Rabu, 26 November 2008

WHAT WOULD YOU DO IN THE NEW YEAR??

Ada rutinitas ritual 365 hari (kadang-kadang 366) sekali, pada saat jarum jam mendekati pukul 24.00 di sebagian besar belahan bumi ini. Orang banyak menyebutkannya sebagai tahun baru dan menobatkan tanggal 1 Januari sebagai permulaannya. Banyak cara untuk merayakan ritual ini.
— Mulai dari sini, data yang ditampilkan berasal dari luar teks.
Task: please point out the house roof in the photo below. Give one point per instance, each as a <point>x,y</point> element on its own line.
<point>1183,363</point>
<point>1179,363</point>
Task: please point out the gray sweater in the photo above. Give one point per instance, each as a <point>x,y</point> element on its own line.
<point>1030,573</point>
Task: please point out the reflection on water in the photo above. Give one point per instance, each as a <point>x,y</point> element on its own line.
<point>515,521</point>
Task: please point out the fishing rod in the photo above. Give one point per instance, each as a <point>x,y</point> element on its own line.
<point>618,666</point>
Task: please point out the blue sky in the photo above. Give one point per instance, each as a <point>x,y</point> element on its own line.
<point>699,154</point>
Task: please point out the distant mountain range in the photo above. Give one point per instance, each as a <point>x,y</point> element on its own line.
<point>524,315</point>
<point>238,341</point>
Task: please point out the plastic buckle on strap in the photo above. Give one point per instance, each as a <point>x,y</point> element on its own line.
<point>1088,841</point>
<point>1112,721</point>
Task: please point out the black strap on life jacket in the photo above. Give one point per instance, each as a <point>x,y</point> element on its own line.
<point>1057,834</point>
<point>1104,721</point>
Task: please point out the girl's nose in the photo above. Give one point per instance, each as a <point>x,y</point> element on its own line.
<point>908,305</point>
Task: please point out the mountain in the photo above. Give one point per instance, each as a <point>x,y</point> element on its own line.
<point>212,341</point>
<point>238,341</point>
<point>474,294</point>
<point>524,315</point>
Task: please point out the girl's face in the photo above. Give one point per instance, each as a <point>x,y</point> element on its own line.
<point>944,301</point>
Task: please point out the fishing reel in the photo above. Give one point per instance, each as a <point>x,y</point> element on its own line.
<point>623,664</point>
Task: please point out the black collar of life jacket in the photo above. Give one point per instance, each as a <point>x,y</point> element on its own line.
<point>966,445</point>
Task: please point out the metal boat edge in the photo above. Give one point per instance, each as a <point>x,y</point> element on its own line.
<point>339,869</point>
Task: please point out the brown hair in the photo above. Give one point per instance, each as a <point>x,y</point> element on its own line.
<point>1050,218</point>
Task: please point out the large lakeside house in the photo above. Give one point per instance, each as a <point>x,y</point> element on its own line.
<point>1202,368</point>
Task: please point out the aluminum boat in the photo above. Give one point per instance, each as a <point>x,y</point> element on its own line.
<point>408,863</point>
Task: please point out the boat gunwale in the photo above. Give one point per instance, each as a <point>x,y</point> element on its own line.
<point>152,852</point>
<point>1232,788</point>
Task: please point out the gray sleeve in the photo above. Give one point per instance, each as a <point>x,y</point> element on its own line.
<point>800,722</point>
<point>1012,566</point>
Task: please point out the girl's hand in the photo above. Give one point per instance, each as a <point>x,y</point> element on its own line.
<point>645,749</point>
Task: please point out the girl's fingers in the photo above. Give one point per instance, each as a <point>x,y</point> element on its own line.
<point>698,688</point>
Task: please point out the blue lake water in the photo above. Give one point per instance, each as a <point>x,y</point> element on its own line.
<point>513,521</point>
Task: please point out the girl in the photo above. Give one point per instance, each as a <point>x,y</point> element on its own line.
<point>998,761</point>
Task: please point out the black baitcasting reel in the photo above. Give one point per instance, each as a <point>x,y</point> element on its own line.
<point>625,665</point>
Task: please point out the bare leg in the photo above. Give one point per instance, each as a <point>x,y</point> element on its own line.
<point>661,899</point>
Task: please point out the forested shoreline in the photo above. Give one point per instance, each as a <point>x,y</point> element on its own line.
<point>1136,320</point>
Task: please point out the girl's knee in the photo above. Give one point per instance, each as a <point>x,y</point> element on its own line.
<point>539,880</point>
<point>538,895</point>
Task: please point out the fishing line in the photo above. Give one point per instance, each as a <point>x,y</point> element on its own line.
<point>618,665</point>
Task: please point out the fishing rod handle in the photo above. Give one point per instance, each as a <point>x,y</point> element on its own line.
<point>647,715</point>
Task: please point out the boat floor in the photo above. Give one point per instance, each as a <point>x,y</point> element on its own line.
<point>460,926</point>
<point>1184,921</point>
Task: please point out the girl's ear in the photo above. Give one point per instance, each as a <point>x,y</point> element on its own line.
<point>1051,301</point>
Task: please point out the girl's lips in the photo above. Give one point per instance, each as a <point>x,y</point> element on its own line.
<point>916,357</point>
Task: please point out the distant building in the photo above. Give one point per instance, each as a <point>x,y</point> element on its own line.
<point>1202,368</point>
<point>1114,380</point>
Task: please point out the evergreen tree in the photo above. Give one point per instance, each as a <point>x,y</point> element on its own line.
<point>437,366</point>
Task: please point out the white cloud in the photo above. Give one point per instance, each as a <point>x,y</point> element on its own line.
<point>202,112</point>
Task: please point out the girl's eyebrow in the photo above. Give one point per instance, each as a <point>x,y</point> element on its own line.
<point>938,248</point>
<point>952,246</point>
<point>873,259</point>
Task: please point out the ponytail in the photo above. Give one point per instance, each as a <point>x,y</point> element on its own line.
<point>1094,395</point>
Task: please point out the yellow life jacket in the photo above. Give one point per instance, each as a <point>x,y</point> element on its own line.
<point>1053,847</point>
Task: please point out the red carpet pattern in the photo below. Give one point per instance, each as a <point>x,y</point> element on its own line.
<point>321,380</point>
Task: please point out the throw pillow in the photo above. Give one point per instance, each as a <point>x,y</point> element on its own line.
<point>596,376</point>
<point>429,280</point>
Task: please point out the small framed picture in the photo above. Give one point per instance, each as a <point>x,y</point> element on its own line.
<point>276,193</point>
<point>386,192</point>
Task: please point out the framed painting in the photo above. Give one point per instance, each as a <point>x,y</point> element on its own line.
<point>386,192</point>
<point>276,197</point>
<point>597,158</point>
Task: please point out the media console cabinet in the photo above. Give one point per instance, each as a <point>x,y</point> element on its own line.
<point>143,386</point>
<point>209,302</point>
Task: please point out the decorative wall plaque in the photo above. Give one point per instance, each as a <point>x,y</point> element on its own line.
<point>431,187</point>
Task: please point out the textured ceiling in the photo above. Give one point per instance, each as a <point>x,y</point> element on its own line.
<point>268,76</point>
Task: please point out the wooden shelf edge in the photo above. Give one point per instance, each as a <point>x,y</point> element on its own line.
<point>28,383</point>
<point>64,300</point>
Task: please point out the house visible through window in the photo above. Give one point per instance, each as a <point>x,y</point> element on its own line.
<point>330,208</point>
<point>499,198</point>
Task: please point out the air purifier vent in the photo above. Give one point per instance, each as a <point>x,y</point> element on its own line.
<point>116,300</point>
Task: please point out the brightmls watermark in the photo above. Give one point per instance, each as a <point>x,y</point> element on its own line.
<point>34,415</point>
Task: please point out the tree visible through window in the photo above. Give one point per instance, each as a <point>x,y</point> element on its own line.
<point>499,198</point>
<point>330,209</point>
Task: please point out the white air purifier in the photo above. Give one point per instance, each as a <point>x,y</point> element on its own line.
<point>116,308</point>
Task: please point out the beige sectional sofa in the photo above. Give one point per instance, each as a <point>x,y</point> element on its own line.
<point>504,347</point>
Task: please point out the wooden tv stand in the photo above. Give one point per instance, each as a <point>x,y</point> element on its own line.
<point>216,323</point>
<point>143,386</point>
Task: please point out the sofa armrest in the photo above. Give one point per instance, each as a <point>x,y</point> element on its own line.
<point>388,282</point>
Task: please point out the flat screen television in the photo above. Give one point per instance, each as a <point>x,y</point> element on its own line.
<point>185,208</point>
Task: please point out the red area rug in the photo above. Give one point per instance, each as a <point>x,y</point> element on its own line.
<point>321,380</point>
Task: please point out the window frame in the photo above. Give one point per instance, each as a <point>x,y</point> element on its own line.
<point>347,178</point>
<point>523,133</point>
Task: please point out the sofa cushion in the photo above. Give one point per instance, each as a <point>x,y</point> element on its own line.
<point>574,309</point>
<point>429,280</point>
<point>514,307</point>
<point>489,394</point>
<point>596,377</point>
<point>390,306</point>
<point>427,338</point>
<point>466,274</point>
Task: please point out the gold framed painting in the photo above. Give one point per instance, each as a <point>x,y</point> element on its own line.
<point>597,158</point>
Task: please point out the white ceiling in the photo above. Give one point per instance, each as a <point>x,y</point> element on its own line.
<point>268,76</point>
Orang biasa membeli terompet kertas atau plastik untuk kemudian bersiap-siap meniupnya, jika jarum jam mendekati pukul 24.00 tanggal 31 Desember tahun lama, yang konon juga berarti pukul 00.00 tanggal 1 Januari tahun baru.
Orang sangat beragam dalam cara dan acara perayaannya. Yang berjiwa bisnis memanfaatkan momen ini dengan menjual terompet dan produk lainnya. Mereka yang berkantong tebal biasanya menggelar acara-acara khusus menyambut tahun baru di hotel, klub malam, dan tempat mewah lainnya. Bagi mereka yang hidup sederhana, cukup buat acara sendiri dengan sesama teman, atau bersama keluarga.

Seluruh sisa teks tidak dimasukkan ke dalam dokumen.